You know what I like about this CD? You know, you've picked up these little everyday annoyances that are - one would not think of as being inspirations for a song. We already mentioned dog poop bags. But there's another song on here called "Space," inspired by the search, that never ending search for a parking space. Let's hear some of that.


WAINWRIGHT: (Singing) A space is a place. It's a beautiful thing. When I see one that's free, I want to sing.

Squeezing into a tight one such pleasure could bring. A space is a place. It's a beautiful thing.

Sometimes you find a space and for it you must fight. Sometimes to find the space, you drive around half the night.

NEARY: So you also have, along with the humor, you've got the death and depression, heartbreak, murder at Christmas time, which you know, I think is going to go on to become a Christmas classic. What were you hoping listeners would feel after listening to this?

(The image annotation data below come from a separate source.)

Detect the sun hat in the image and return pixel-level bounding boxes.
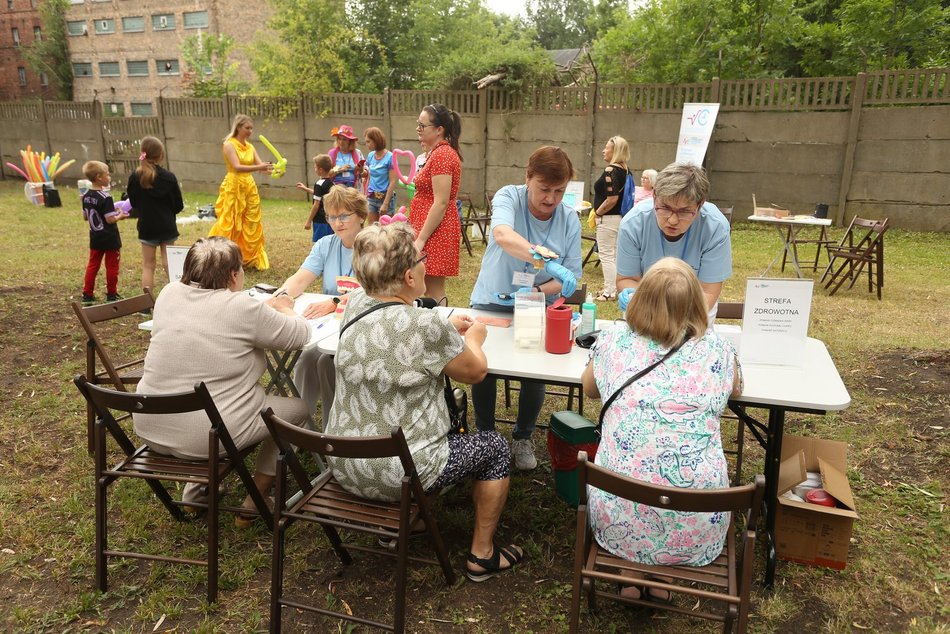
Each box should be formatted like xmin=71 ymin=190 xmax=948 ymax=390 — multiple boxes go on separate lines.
xmin=330 ymin=124 xmax=356 ymax=141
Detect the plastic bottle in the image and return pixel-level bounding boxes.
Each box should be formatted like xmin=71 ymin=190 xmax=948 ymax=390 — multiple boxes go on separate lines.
xmin=578 ymin=293 xmax=597 ymax=335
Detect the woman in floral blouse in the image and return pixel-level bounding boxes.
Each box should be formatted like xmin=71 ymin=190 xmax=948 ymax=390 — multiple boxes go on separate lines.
xmin=582 ymin=257 xmax=742 ymax=600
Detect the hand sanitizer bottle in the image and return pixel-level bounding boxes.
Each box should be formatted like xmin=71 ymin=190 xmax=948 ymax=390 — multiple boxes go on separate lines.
xmin=578 ymin=293 xmax=597 ymax=335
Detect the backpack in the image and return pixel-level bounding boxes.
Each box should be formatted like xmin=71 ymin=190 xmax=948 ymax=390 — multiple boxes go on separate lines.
xmin=620 ymin=172 xmax=636 ymax=217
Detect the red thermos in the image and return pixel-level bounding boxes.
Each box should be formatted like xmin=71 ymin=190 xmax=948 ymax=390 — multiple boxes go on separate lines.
xmin=544 ymin=304 xmax=574 ymax=354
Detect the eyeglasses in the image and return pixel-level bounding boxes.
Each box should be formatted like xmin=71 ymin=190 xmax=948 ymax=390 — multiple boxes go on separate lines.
xmin=653 ymin=204 xmax=699 ymax=220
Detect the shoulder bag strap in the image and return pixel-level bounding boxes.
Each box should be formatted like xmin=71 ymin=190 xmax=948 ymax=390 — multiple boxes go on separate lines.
xmin=340 ymin=302 xmax=402 ymax=338
xmin=597 ymin=335 xmax=689 ymax=428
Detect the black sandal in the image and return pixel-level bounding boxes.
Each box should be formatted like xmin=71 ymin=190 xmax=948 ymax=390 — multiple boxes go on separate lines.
xmin=465 ymin=544 xmax=524 ymax=583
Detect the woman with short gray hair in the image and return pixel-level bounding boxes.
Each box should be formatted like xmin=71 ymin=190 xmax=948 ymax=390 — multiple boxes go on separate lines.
xmin=326 ymin=222 xmax=524 ymax=581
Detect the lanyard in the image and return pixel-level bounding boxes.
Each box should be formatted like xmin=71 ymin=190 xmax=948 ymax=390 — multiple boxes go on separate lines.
xmin=656 ymin=225 xmax=693 ymax=262
xmin=337 ymin=240 xmax=353 ymax=277
xmin=522 ymin=204 xmax=557 ymax=271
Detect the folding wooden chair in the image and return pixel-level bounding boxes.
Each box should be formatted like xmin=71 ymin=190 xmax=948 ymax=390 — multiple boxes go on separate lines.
xmin=74 ymin=376 xmax=273 ymax=603
xmin=261 ymin=408 xmax=455 ymax=633
xmin=716 ymin=302 xmax=745 ymax=486
xmin=819 ymin=216 xmax=890 ymax=299
xmin=72 ymin=289 xmax=155 ymax=455
xmin=570 ymin=451 xmax=765 ymax=634
xmin=497 ymin=284 xmax=587 ymax=424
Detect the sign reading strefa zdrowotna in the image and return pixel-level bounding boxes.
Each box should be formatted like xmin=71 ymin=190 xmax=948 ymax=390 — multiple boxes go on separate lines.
xmin=676 ymin=103 xmax=719 ymax=165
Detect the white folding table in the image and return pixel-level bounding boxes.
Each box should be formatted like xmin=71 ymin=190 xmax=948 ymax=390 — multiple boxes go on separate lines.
xmin=317 ymin=308 xmax=851 ymax=588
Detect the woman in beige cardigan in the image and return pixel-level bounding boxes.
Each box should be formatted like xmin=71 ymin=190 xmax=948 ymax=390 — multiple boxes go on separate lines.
xmin=134 ymin=237 xmax=310 ymax=526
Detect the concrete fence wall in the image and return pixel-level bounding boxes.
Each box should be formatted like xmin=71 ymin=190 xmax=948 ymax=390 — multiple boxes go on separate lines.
xmin=0 ymin=69 xmax=950 ymax=231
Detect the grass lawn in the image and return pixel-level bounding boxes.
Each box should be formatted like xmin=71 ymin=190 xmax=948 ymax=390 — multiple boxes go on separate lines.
xmin=0 ymin=181 xmax=950 ymax=633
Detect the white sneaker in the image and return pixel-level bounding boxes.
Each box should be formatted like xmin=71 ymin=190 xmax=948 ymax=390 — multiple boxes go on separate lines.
xmin=511 ymin=438 xmax=538 ymax=471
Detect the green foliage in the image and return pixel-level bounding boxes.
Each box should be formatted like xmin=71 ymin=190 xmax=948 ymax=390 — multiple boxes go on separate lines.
xmin=251 ymin=0 xmax=554 ymax=95
xmin=525 ymin=0 xmax=593 ymax=51
xmin=594 ymin=0 xmax=950 ymax=82
xmin=181 ymin=33 xmax=247 ymax=97
xmin=23 ymin=0 xmax=73 ymax=100
xmin=249 ymin=0 xmax=353 ymax=97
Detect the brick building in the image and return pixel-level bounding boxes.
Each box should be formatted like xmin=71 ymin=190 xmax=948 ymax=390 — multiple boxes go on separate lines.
xmin=65 ymin=0 xmax=271 ymax=116
xmin=0 ymin=0 xmax=54 ymax=101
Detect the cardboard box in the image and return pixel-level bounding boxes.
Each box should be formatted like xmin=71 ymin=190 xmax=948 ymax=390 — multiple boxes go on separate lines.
xmin=775 ymin=435 xmax=858 ymax=570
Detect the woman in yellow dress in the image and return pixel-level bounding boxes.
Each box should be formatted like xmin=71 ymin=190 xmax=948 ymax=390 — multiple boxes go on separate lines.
xmin=208 ymin=114 xmax=274 ymax=271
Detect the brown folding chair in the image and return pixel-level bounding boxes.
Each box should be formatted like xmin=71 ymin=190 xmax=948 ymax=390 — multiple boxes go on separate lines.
xmin=261 ymin=408 xmax=455 ymax=633
xmin=570 ymin=451 xmax=765 ymax=634
xmin=74 ymin=376 xmax=272 ymax=603
xmin=497 ymin=284 xmax=587 ymax=424
xmin=72 ymin=289 xmax=155 ymax=455
xmin=716 ymin=302 xmax=745 ymax=486
xmin=819 ymin=216 xmax=890 ymax=299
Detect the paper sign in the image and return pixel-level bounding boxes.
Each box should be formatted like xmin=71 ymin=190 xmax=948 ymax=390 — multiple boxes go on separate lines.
xmin=739 ymin=278 xmax=815 ymax=366
xmin=676 ymin=103 xmax=719 ymax=165
xmin=165 ymin=246 xmax=191 ymax=282
xmin=562 ymin=181 xmax=584 ymax=211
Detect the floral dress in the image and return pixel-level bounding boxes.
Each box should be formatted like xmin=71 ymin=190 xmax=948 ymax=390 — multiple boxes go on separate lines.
xmin=409 ymin=141 xmax=462 ymax=277
xmin=208 ymin=137 xmax=270 ymax=271
xmin=588 ymin=327 xmax=736 ymax=566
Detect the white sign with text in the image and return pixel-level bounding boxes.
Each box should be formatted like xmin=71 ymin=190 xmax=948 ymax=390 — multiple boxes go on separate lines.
xmin=676 ymin=103 xmax=719 ymax=165
xmin=739 ymin=278 xmax=815 ymax=366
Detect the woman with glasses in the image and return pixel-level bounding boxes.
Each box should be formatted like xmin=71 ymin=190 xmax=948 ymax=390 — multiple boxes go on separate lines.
xmin=274 ymin=185 xmax=369 ymax=428
xmin=594 ymin=136 xmax=630 ymax=302
xmin=581 ymin=257 xmax=742 ymax=601
xmin=409 ymin=103 xmax=462 ymax=300
xmin=326 ymin=223 xmax=524 ymax=581
xmin=617 ymin=163 xmax=732 ymax=323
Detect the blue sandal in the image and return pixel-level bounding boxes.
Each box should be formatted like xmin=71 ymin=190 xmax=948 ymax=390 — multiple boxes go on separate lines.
xmin=465 ymin=544 xmax=524 ymax=583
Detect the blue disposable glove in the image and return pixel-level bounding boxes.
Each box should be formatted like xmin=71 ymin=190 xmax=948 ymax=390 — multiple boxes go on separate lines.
xmin=492 ymin=287 xmax=531 ymax=306
xmin=617 ymin=288 xmax=637 ymax=313
xmin=544 ymin=262 xmax=577 ymax=297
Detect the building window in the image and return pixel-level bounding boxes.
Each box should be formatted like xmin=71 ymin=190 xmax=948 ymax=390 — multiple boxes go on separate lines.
xmin=122 ymin=15 xmax=145 ymax=33
xmin=155 ymin=59 xmax=178 ymax=75
xmin=152 ymin=13 xmax=175 ymax=31
xmin=73 ymin=62 xmax=92 ymax=77
xmin=182 ymin=11 xmax=208 ymax=29
xmin=66 ymin=20 xmax=89 ymax=35
xmin=96 ymin=18 xmax=115 ymax=35
xmin=125 ymin=59 xmax=148 ymax=77
xmin=132 ymin=102 xmax=155 ymax=117
xmin=99 ymin=62 xmax=119 ymax=77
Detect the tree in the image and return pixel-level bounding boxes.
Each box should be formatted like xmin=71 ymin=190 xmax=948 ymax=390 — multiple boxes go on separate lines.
xmin=525 ymin=0 xmax=593 ymax=51
xmin=23 ymin=0 xmax=73 ymax=100
xmin=181 ymin=33 xmax=247 ymax=97
xmin=249 ymin=0 xmax=357 ymax=97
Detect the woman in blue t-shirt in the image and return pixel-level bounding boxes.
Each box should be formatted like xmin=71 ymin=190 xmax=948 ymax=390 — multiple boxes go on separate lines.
xmin=274 ymin=185 xmax=368 ymax=429
xmin=363 ymin=128 xmax=396 ymax=224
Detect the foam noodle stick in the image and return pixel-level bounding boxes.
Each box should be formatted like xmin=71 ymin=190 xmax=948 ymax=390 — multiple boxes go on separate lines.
xmin=7 ymin=161 xmax=30 ymax=180
xmin=393 ymin=148 xmax=416 ymax=186
xmin=258 ymin=134 xmax=287 ymax=178
xmin=53 ymin=159 xmax=76 ymax=178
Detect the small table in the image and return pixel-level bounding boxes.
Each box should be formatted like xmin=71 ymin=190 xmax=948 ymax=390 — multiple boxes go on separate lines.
xmin=139 ymin=289 xmax=340 ymax=398
xmin=749 ymin=216 xmax=831 ymax=278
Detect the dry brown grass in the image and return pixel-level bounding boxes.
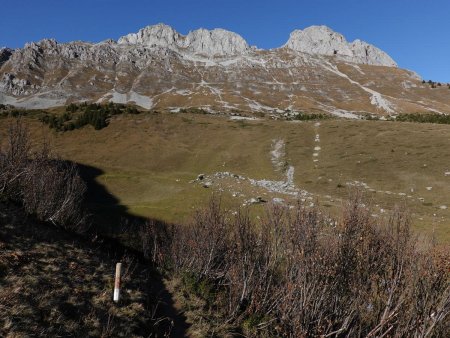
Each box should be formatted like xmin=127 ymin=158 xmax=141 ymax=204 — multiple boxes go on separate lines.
xmin=0 ymin=204 xmax=170 ymax=337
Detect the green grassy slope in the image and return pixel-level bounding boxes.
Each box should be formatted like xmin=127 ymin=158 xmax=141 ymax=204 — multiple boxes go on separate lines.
xmin=1 ymin=113 xmax=450 ymax=243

WAINWRIGHT: Well, I just - I'm hoping people are going to be exhausted when they finish with this record. It takes about 50 minute to get through it. You know, I'm old-fashioned enough to think that people would actually listen to it from beginning to end.

But yeah, I tried to cover a number of bases, including the outfield.

NEARY: So you are part of a family of musicians. Your ex-wife was the late singer-songwriter Kate McGarrigle. You are, of course, the father of Rufus Wainwright and singers Lucy Wainwright Roche and Martha Wainwright. And she backs you up on one song on this CD. So I'm wondering, do you ever have a day when you're not surrounded by music?

WAINWRIGHT: Well, you know, three out of my four kids, as you say, are musicians, and they're running around a lot. And we don't - we kind of bump into each other, it seems, at airports mostly. But you know, we sing together and do shows together on occasion. And it's a great context to hang out in, you know Thanksgiving dinner is much trickier.

NEARY: (Laughter) So I'm trying to imagine the whole family sitting around now. I don't know, in a little snow-covered cabin in the woods at Christmas time, gathering around the piano and guitars singing "I'll Be Killing You This Christmas." Is that going to be happening?

WAINWRIGHT: Yeah, I hope so. What a lovely idea.


WAINWRIGHT: (Singing) I'll be killing you this Christmas. 'Tis the season you must die.

NEARY: Loudon Wainwright III's new CD is called "Haven't Got the Blues Yet." Thanks so much for speaking with us.

WAINWRIGHT: Great talking to you.


WAINWRIGHT: (Singing) A Bush Master's on my wish list. My right to bear arms you cannot deny. I'll be shooting folks this Christmas.